We had to use the lane between our house and that of our neighbor Nachman FELDMAN, who too, used the same lane as an entrance
to his house.
There were in Shershev four brothers by the name of GLUSZKO, of Russian orthodox faith, they for some reason dabbled in other Christian faiths. Some changed to Catholicism and later to Protestantism. Eventually, they came back to their original faith. Being fairly well educated and well to do, as they inherited a flour mill and a saw mill, they were considered aristocrats of sorts. They fitted this description. All tall, impressive and good looking, they had that kind of air about them. The youngest and most handsome was still a bachelor. He could not find a good looking enough and befitting enough girl in and around Shershev, so he set out for further pastures.

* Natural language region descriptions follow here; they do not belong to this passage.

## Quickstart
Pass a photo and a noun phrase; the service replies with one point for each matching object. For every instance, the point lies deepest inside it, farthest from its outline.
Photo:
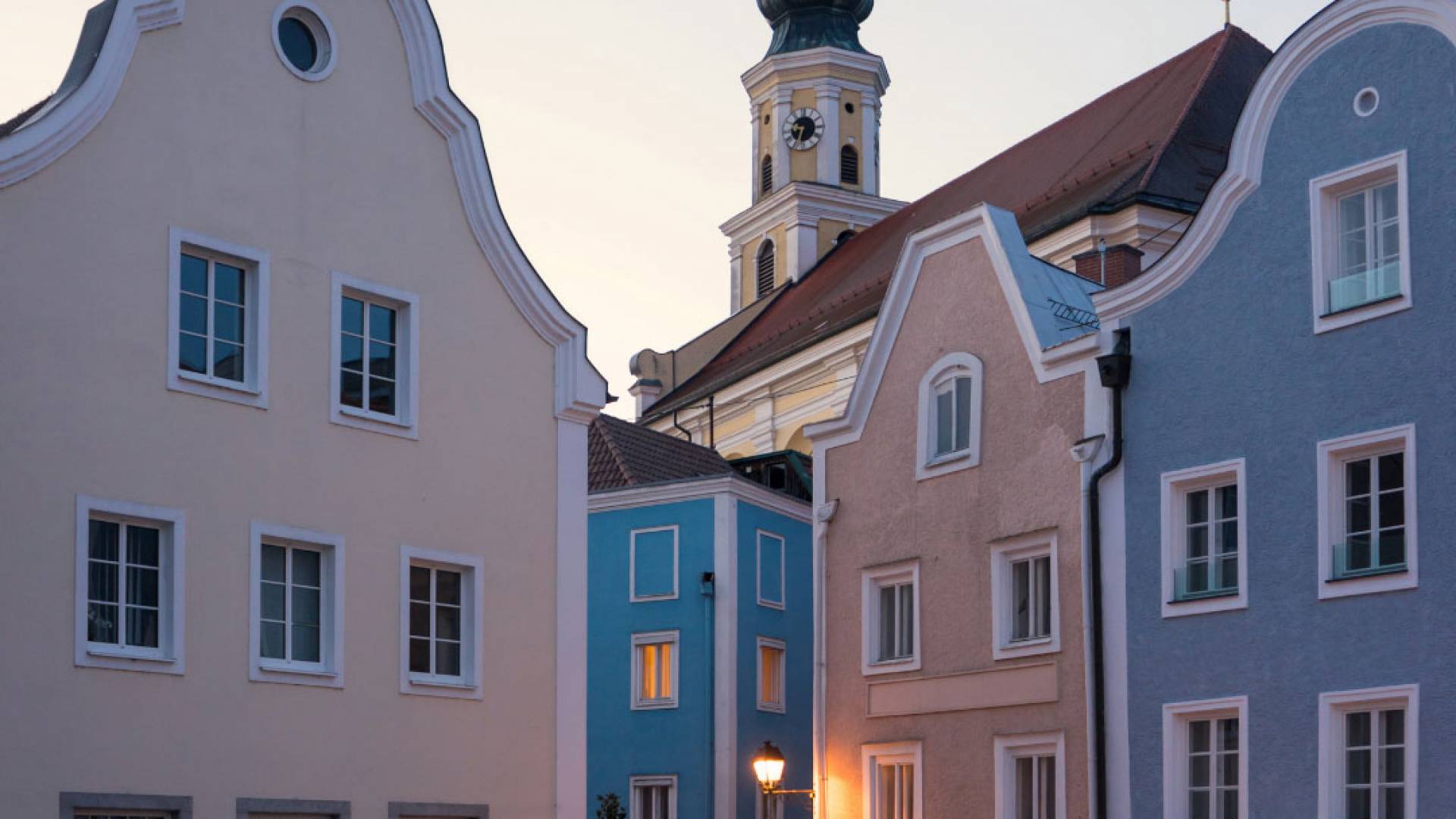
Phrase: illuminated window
(654, 670)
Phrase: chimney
(1112, 265)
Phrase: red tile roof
(1161, 139)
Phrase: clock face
(804, 129)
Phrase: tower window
(848, 165)
(764, 268)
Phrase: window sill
(654, 706)
(1366, 573)
(373, 422)
(221, 390)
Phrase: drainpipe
(1116, 371)
(707, 588)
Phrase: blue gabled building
(701, 629)
(1286, 618)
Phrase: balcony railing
(1201, 582)
(1365, 558)
(1357, 289)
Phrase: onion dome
(800, 25)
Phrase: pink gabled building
(954, 608)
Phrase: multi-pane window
(654, 798)
(369, 356)
(1373, 516)
(1375, 776)
(770, 675)
(896, 621)
(436, 607)
(213, 318)
(290, 596)
(1210, 542)
(1031, 598)
(1213, 768)
(894, 790)
(1369, 265)
(952, 416)
(654, 670)
(1036, 796)
(124, 585)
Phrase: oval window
(305, 39)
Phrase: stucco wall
(212, 133)
(673, 741)
(1228, 366)
(1025, 483)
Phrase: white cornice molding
(1245, 168)
(698, 488)
(976, 223)
(580, 390)
(53, 131)
(814, 57)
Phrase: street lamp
(767, 767)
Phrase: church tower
(814, 117)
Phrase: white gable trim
(976, 223)
(1245, 168)
(580, 390)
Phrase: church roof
(622, 455)
(1161, 139)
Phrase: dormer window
(949, 416)
(764, 268)
(1360, 240)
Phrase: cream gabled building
(1106, 191)
(278, 541)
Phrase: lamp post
(767, 767)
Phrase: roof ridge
(1193, 98)
(612, 447)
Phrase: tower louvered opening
(764, 284)
(848, 165)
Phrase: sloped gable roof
(1161, 137)
(620, 455)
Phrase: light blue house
(701, 629)
(1286, 620)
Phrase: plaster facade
(212, 133)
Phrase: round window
(1366, 102)
(305, 39)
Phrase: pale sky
(618, 131)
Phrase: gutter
(1116, 371)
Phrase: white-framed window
(654, 670)
(892, 618)
(653, 563)
(654, 798)
(1025, 608)
(772, 556)
(1369, 754)
(1206, 764)
(1204, 539)
(1367, 513)
(893, 781)
(1360, 240)
(218, 318)
(1031, 781)
(772, 675)
(296, 607)
(440, 623)
(375, 378)
(949, 428)
(130, 592)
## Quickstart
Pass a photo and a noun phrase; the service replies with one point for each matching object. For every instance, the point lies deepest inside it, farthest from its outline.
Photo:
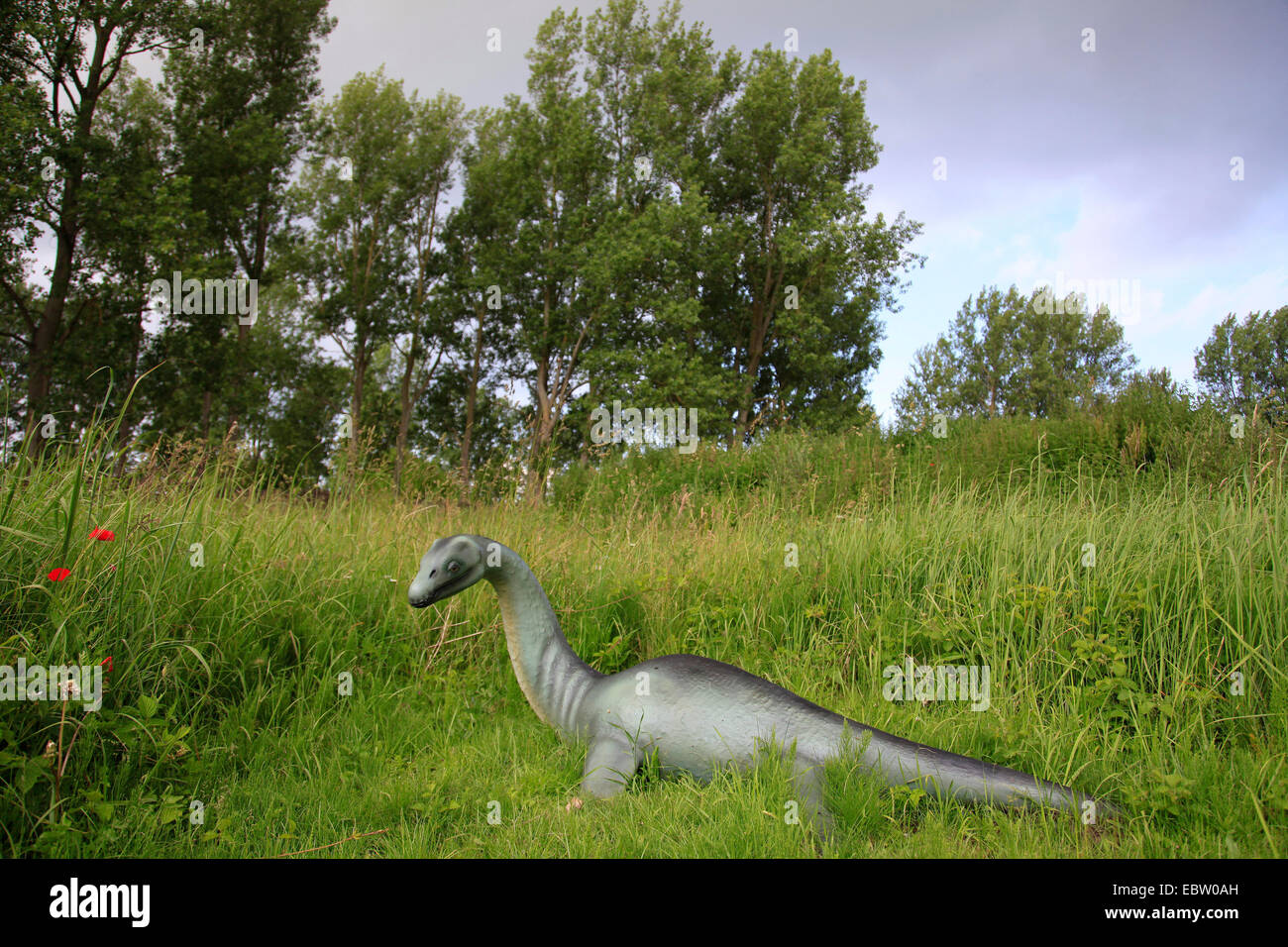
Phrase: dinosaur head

Sure thing, a while later he came back already married, with a girl whose beauty I would not even attempt to describe. The local population could not get their fill of looking at her. When the two of them used to walk by in the streets, every head used to turn their way. This young woman was a nurse and she got the job in the clinic. The two of them moved into our house, in the two rooms designated for the nurse.